Sanders tells Ohio audience: ‘Do not allow people to divide us’

Vermont senator calls for tuition-free public colleges, $15-an-hour minimum wage.

Sen. Bernie Sanders ventured into the heart of Republican country in Ohio Tuesday to address what he said are the most important issues facing the country.

One of those issues was made clear by the hundreds of hands that shot up when Sanders, I-Vt., asked the audience if they knew anyone struggling with drug addiction.

Joe, a college dropout who is saddled with $30,000 in student loan debt, said his sister used to drive from Cleveland to Portsmouth to score prescription opiates.

“She didn’t get them from a drug dealer, she got them from a doctor,” he said.

Devon, another audience member who spoke during Tuesday’s town hall meeting, said his father overdosed in 2008, his mother still struggles with heroin addiction and he was largely raised by his grandparents.
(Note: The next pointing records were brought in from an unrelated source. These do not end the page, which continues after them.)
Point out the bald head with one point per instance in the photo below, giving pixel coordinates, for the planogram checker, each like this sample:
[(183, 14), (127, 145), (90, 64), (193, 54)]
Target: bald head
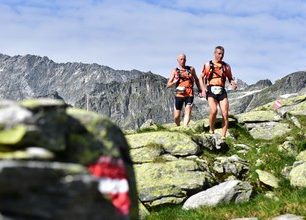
[(181, 59)]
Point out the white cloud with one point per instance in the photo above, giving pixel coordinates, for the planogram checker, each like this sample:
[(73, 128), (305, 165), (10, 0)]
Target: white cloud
[(263, 39)]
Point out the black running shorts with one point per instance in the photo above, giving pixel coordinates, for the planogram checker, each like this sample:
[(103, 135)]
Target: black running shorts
[(218, 97), (180, 101)]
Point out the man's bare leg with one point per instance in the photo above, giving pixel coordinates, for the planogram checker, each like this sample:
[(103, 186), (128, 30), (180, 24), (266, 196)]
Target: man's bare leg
[(224, 106), (213, 106)]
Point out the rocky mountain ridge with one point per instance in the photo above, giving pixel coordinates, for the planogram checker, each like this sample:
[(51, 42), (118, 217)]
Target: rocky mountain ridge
[(129, 98)]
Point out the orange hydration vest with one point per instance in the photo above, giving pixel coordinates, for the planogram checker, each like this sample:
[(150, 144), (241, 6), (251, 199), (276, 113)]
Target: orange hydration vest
[(185, 82)]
His parents, he told Sanders, were fueled by a drug state and had forfeited all hope of a normal life.

Sanders spent more than an hour talking with some 650 people at Shawnee State University about the opiate addiction crisis as well as the need to make tuition free at public colleges, raise the federal minimum wage to $15 an hour, expand Medicare to provide health care to every American, institute criminal justice reform and provide jobs and hope to citizens.

“I am in Trump country because I think the issues you face here in southern Ohio are not any different than in Vermont or California or any other state,” he said.
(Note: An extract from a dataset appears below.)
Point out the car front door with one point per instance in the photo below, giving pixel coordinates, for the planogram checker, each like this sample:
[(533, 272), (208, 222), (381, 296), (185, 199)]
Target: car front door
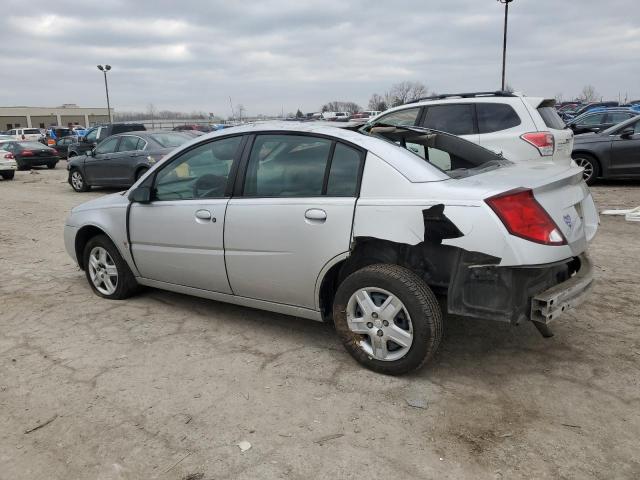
[(292, 214), (177, 238), (97, 166), (625, 152)]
Trump won 65 percent of the vote in Scioto County.

“I think it’s high time we focus on the most important issues facing our country and do not allow people to divide us up based on the color of our skin, our sexual orientation…We have to be smarter than that,” Sanders said.

Ohio Republican Party Chairwoman Jane Timken said in a written statement: “The only place Bernie Sanders’ socialist sales pitch will be welcomed today is in Sen. Sherrod Brown’s office. Scioto County voters rejected socialized health care and the job-destroying economic policies of Sanders and Brown last year by overwhelmingly electing President (Donald) Trump. With the economy booming and the president keeping his promises, Sanders and Brown are out of touch and out of luck in Scioto County.”
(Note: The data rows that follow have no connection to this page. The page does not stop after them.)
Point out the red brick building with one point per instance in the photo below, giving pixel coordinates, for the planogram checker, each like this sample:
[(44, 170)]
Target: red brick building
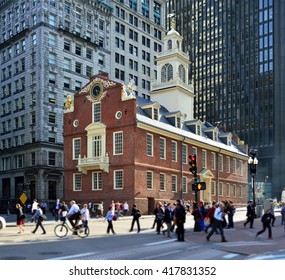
[(121, 147)]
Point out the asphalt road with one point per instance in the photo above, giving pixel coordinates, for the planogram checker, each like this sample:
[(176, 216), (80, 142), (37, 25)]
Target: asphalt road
[(146, 245)]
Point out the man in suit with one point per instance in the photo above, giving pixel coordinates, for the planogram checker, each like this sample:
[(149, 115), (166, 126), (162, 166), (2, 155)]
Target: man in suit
[(250, 214)]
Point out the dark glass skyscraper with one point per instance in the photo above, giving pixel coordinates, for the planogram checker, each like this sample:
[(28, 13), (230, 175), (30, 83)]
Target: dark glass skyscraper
[(237, 51)]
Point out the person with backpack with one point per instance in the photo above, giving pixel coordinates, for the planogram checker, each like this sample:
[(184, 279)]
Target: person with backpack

Brown is up for re-election next year.

Portsmouth was the second stop on a three-city tour for Sanders this week. He held a rally in Indianapolis on Monday and was scheduled to hold a town hall in Detroit with long-time U.S. Rep. John Conyers on Tuesday.

Former Ohio governor Ted Strickland, a Democrat who served as a Methodist minister in Portsmouth, said while Scioto County voted for Trump, this isn’t Trump country.

“I think it was a temporary relapse,” Strickland said after the Sanders event. “I think that Trump had a message that resonated here, but being the charlatan that he is, it was a hollow message because there is nothing that he told the people who live here that he wanted to do for them that he has actually done. In fact, quite the opposite.”

Democrats need to win back voters in this area by emphasizing issues such as health care, jobs, the environment and education, Strickland said. Coincidentally, Sanders on Tuesday focused on some of those same issues.